The discussion, held under the topic ‘Human Nature: Justice vs. Power’, was a controversial and philosophical debate that was hosted in the Netherlands in November 1971. During that debate, Chomsky – a lifelong critic of America’s interventionist foreign policy – raked up the sensitive subject of criticising the state over acts that should be deemed illegal by the public.

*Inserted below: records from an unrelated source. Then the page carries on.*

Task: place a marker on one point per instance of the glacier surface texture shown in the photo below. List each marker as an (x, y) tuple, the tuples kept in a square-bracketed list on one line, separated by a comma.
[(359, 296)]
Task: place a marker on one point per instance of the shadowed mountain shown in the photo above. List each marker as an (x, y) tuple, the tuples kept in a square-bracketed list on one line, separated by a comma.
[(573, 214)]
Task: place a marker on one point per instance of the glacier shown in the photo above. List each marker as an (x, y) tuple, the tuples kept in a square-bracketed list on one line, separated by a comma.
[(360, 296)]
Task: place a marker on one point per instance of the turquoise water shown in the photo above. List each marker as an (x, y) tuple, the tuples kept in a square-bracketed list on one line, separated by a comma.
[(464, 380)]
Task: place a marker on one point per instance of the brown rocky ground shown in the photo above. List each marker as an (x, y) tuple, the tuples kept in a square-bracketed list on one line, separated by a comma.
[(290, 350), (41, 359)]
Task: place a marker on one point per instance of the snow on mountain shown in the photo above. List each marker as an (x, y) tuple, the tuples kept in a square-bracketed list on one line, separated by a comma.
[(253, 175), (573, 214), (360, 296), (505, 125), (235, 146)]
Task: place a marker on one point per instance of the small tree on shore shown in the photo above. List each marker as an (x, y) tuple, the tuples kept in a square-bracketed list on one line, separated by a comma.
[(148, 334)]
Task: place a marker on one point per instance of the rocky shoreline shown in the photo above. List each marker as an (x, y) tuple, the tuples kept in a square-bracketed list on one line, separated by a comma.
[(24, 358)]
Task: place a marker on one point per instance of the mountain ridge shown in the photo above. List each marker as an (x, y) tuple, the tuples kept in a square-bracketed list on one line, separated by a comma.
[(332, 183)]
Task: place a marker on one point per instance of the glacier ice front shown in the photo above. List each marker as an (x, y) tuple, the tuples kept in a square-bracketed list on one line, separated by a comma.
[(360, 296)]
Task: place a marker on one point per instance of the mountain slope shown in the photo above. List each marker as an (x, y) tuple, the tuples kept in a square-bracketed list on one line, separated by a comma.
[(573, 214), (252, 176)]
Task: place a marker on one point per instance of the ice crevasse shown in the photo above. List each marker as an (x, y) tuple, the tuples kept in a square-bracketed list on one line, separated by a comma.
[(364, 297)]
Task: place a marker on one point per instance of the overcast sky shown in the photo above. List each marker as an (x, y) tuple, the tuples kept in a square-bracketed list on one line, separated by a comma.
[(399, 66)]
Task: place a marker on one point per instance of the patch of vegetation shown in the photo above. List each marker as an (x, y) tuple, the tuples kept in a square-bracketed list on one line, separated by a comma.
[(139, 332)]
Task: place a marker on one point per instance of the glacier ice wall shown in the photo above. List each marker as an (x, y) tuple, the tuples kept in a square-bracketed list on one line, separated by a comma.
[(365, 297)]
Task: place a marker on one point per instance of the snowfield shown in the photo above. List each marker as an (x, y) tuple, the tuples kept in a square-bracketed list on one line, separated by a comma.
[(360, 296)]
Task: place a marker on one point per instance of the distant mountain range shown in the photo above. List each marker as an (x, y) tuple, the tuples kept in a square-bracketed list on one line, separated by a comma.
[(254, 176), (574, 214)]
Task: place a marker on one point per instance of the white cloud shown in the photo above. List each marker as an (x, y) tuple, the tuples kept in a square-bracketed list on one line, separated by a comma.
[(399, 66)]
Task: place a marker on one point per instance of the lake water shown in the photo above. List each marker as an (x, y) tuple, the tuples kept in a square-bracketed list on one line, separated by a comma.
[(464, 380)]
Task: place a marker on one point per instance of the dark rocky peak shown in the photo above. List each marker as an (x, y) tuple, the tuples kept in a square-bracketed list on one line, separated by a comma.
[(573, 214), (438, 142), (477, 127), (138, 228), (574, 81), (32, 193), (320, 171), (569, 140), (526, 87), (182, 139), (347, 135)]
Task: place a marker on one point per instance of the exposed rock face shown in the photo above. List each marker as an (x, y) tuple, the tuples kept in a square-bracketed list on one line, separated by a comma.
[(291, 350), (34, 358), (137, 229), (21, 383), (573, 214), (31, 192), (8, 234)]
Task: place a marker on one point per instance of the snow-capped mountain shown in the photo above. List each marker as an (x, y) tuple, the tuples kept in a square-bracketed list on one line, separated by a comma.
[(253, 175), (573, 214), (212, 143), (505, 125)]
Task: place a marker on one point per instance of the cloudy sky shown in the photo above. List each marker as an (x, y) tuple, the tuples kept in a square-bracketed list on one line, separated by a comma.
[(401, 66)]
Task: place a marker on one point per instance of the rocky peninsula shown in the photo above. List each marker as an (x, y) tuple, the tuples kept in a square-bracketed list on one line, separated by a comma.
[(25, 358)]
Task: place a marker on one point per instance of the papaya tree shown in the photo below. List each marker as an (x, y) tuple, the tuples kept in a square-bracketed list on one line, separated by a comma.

Chomsky argued that if the state commits an action that it itself considers legal but that the public consider illegal, then it becomes “obligatory behaviour” for the public to stop that state’s illegal actions. The argument presented by Chomsky can be heard here:
What happened in Hiroshima that day
The US military’s attacks on Hiroshima and Nagasaki are really unpardonable. America’s own National Park Service gives a detailed account of the Hiroshima blast on its website. It says:
“The temperature near the blast site reached 2,980 degrees Celsius. The sky seemed to explode. Birds ignited in midair. People over two miles away burst into crumbling cinders. Others with raw skin hanging around their hips leaped shrieking into waterways to escape the heat. Men without feet stumbled about on the charred stumps of their ankles. Women without jaws screamed incoherently for help. Bodies described as boiled octopuses littered the destroyed streets. Children, tongues swollen with thirst, pushed floating corpses aside to soothe their scalded throats with bloody river water.”
This unreadable, raw, and truthful description of Hiroshima shortly after the nuclear blast on August 6, 1945 sums up the intensity and audacity of American terrorism on foreign soil. The question is – how long will the US empire get away with this jugglery of words? Will they continue to fool all of us, all the time?